研究課題/領域番号 |
24520913
|
研究機関 | 広島大学 |
研究代表者 |
関 恒樹 広島大学, 国際協力研究科, 准教授 (30346530)
|
キーワード | 文化人類学 / 社会政策 / 統治性 / 都市貧困 / フィリピン |
研究概要 |
平成25年度はフィリピン、マニラにおける現地調査と国内外における学会、国際会議での調査結果報告、そして論文投稿を行った。フィリピンでの現地調査は9月の2週間ほど、2月の2週間ほどで、前年度に引き続き、マニラ首都圏マリキナ市の都市貧困層地区で行った。条件付現金給付政策の実施過程を住民の生活世界、コミュニティに密着して観察するとともに、受益者住民の生活様式の変化、条件付現金給付政策への意見、そしてスラム共同体内やそれを超えた市民社会などをも包含する社会空間において、いかなる新たな社会階層関係のポリティクスが生成されつつあるのか、といった諸点に関して、インタビュー調査を中心に民族誌的資料の収集に努めた。
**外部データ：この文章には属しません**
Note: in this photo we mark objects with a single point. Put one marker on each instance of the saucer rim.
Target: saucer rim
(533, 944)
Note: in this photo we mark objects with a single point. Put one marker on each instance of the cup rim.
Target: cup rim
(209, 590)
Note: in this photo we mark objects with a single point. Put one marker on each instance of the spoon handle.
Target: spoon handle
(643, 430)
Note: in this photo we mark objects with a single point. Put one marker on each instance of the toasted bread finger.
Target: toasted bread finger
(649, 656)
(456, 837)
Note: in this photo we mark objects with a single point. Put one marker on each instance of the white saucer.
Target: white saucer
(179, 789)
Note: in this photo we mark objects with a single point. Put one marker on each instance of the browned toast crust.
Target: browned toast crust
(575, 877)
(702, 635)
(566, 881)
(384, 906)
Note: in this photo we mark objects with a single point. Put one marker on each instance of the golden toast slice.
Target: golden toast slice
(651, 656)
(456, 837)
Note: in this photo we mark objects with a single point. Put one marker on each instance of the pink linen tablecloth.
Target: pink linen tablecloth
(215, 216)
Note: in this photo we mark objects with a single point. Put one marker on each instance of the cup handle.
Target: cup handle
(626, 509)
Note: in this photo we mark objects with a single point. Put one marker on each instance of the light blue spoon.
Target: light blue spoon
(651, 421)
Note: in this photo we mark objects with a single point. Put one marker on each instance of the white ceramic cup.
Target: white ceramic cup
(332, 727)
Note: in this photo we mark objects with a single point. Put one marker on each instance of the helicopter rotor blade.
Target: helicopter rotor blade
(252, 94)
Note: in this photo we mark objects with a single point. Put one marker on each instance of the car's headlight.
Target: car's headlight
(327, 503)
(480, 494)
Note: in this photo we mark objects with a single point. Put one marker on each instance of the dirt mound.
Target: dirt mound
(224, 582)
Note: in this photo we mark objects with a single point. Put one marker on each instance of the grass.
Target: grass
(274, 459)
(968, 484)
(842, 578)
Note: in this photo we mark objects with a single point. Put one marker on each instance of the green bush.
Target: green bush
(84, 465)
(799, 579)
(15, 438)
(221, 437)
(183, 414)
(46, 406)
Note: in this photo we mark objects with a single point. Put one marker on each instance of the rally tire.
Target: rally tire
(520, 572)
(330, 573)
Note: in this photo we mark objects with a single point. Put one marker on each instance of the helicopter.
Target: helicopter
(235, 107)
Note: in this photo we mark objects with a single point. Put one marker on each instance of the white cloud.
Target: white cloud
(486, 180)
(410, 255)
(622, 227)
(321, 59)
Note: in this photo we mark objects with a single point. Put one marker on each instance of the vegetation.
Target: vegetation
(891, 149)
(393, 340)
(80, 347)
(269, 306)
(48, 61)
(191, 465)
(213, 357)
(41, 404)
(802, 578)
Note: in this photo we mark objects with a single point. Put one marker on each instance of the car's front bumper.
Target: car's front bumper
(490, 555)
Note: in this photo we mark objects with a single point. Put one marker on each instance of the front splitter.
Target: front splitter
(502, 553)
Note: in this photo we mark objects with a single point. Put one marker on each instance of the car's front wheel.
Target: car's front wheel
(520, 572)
また、受益者住民のみでなく、政策実施主体である国家特に社会福祉開発省のスタッフやソーシャルワーカーへのインタビューも試みた。さらに、大学図書館などにおいて、近年の条件付現金給付政策とその実施過程に関する新聞記事や報告書類の文献調査も行った。 これらの調査に基づき、その結果を、中間報告という形で、各学会、国際会議にて報告した。6月には慶応大学で開催された日本文化人類学会、8月にはマンチェスターにて開催された人類学民族学国際連合会議、11月にはシカゴにて開催されたアメリカ人類学会、そして2月には京都大学にて開催された国際フィリピン学会にて報告を行った。特に、2月の国際フィリピン学会にては、「フィリピンにおける『社会的なるもの』の変容-国家、市民社会、共同体の関係性に注目して」というパネルを組織し、アメリカ合衆国、オーストラリア、フィリピンから研究者をパネリストとして招聘し、パネル発表を行った。多くの聴衆を集め、有意義な議論が展開された。 なお、本年度の調査結果に基づいた英語論文を、国際学術誌に投稿し、現在査読中である。
|
現在までの達成度 (区分) |
現在までの達成度 (区分)
2: おおむね順調に進展している
理由
予定していた海外現地調査は諸般の事情で若干短縮せざるを得なかったものの、限られた期間内で十分な資料収集が可能になった。また、それに基づいて、国内学会、国際学会などの場で、研究発表を行い、有意義な意見交換をすることができた。
|
今後の研究の推進方策 |
9月に2週間ほどの補足的な海外現地調査を、フィリピン、マニラにて行う予定。また、12月に合衆国ワシントンDCにて開催されるアメリカ人類学会にて、条件付現金給付の各国比較に関するパネルが組まれ、そこにて報告を行う予定。これらに基づき、本年度中に論文をまとめ発表する。